Il convegno organizzato da TopLegal in collaborazione con Perroni, con la partecipazione di Cagnola, si è focalizzato sul sistema di deleghe e posizioni di garanzia all’interno delle aziende da cui derivano responsabilità penali

05-06-2019

La responsabilità penale dei manager delle imprese


Le posizioni di garanzia e le deleghe delimitano (o ampliano, a seconda dei punti di vista) la responsabilità penale del datore di lavoro e di tutta una serie di soggetti collegati all’azienda. Si tratta di una responsabilità per fatto altrui nel settore delicatissimo del diritto penale dell’impresa. Una materia che viene intersecata da molte altre quali la privacy, la salute e la sicurezza sul lavoro, l'ambiente, tematiche fiscali e la nuova disciplina del whistleblowing.
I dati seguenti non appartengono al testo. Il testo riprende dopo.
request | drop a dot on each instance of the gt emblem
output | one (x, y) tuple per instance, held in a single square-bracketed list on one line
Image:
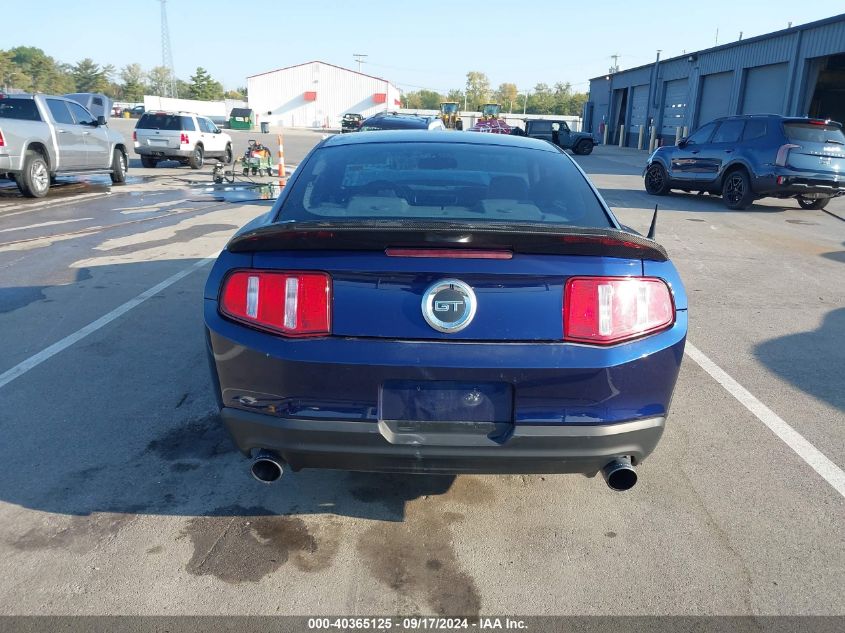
[(448, 305)]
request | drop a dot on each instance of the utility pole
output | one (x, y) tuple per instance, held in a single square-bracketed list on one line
[(166, 53), (359, 57)]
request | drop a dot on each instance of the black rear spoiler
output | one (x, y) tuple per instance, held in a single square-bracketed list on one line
[(378, 235)]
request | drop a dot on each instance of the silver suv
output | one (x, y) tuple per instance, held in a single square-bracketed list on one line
[(183, 136)]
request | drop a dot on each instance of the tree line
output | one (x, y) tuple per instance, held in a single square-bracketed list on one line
[(30, 69), (542, 99)]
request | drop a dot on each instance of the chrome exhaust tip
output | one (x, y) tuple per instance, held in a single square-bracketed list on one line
[(620, 474), (267, 467)]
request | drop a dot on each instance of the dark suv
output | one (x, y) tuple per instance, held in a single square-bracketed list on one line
[(747, 157)]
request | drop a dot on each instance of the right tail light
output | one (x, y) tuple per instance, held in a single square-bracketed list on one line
[(783, 153), (609, 310)]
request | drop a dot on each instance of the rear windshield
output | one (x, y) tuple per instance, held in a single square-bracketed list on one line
[(21, 109), (443, 181), (372, 125), (172, 122), (814, 133)]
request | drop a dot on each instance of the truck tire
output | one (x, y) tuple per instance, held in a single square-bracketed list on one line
[(656, 180), (34, 180), (118, 167), (736, 190), (584, 147), (811, 203), (196, 159)]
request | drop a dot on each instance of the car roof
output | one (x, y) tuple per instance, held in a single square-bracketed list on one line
[(435, 136)]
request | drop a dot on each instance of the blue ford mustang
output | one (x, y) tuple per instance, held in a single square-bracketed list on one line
[(444, 302)]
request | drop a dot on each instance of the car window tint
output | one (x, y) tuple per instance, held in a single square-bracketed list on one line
[(20, 109), (58, 109), (701, 135), (160, 121), (445, 181), (729, 131), (82, 116), (814, 133), (754, 128)]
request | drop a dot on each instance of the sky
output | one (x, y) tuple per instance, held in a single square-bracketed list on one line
[(415, 45)]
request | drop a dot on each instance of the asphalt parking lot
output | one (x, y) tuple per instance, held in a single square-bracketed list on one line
[(121, 494)]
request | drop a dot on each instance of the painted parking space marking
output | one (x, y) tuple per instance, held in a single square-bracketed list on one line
[(819, 462), (59, 346)]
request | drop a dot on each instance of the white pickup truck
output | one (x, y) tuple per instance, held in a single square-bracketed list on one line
[(42, 136)]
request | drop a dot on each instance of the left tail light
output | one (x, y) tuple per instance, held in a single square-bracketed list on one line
[(287, 303), (609, 310)]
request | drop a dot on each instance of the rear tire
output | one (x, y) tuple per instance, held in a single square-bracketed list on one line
[(584, 147), (656, 180), (736, 190), (196, 160), (812, 203), (118, 168), (34, 181)]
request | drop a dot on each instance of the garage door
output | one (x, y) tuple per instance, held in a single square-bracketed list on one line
[(765, 89), (639, 107), (675, 97), (715, 97)]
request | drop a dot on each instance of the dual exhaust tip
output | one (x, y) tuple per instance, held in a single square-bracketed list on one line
[(619, 474)]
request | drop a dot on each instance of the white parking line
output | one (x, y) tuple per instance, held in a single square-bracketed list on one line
[(831, 473), (43, 224), (33, 361)]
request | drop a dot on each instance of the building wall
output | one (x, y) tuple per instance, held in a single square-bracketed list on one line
[(279, 97), (774, 73)]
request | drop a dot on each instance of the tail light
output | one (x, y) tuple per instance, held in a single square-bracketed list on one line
[(287, 303), (783, 153), (607, 310)]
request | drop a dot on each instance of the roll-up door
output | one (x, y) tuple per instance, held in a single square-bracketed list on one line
[(675, 99)]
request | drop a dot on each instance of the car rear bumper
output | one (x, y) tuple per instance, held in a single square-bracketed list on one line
[(163, 152), (406, 447), (788, 183)]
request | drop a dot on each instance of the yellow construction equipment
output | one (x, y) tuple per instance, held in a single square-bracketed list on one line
[(451, 116), (490, 111)]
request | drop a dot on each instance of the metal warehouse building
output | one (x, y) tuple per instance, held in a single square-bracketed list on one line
[(317, 94), (799, 71)]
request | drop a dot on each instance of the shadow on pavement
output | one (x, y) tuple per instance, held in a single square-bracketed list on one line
[(812, 361)]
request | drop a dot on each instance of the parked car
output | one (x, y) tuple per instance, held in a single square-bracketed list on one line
[(42, 136), (183, 136), (396, 121), (438, 302), (350, 122), (96, 103), (748, 157), (558, 132)]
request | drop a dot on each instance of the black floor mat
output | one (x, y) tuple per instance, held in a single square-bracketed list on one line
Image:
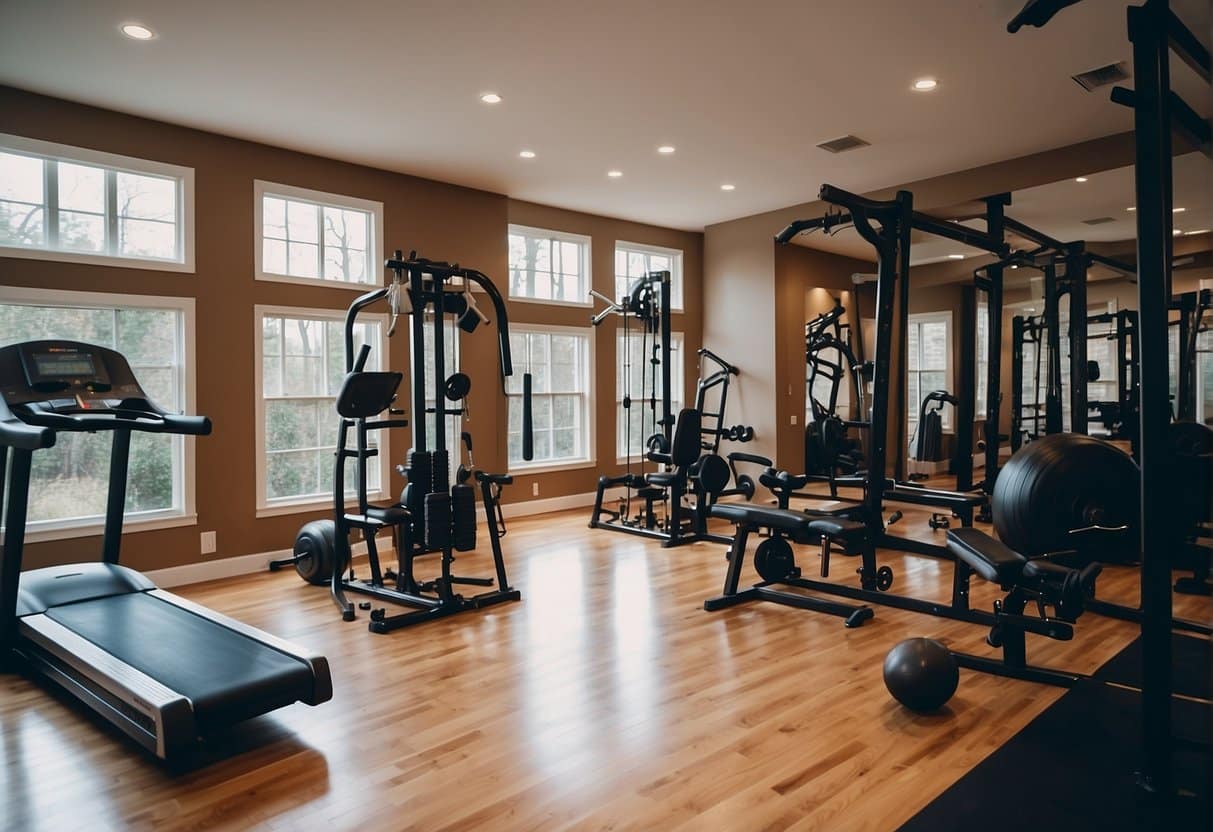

Questi sono stati i temi affrontati nell’incontro organizzato da TopLegal in collaborazione con Perroni, nonché con la partecipazione di Cagnola, intitolato “Deleghe e posizioni di garanzia nella responsabilità penale dei manager delle imprese”.
Lo scorso 28 maggio, nella cornice del Four Season Hotel di Milano, si è tenuta la tavola rotonda dedicata al tema che ha visto nel panel di relatori Elisabetta Busuito, founding partner di Perroni; Fabio Cagnola, fondatore e managing partner di Cagnola; Carlo Nocerino, procuratore aggiunto della Repubblica presso il tribunale di Brescia e Giorgio Perroni (in foto), fondatore e managing partner di Perroni.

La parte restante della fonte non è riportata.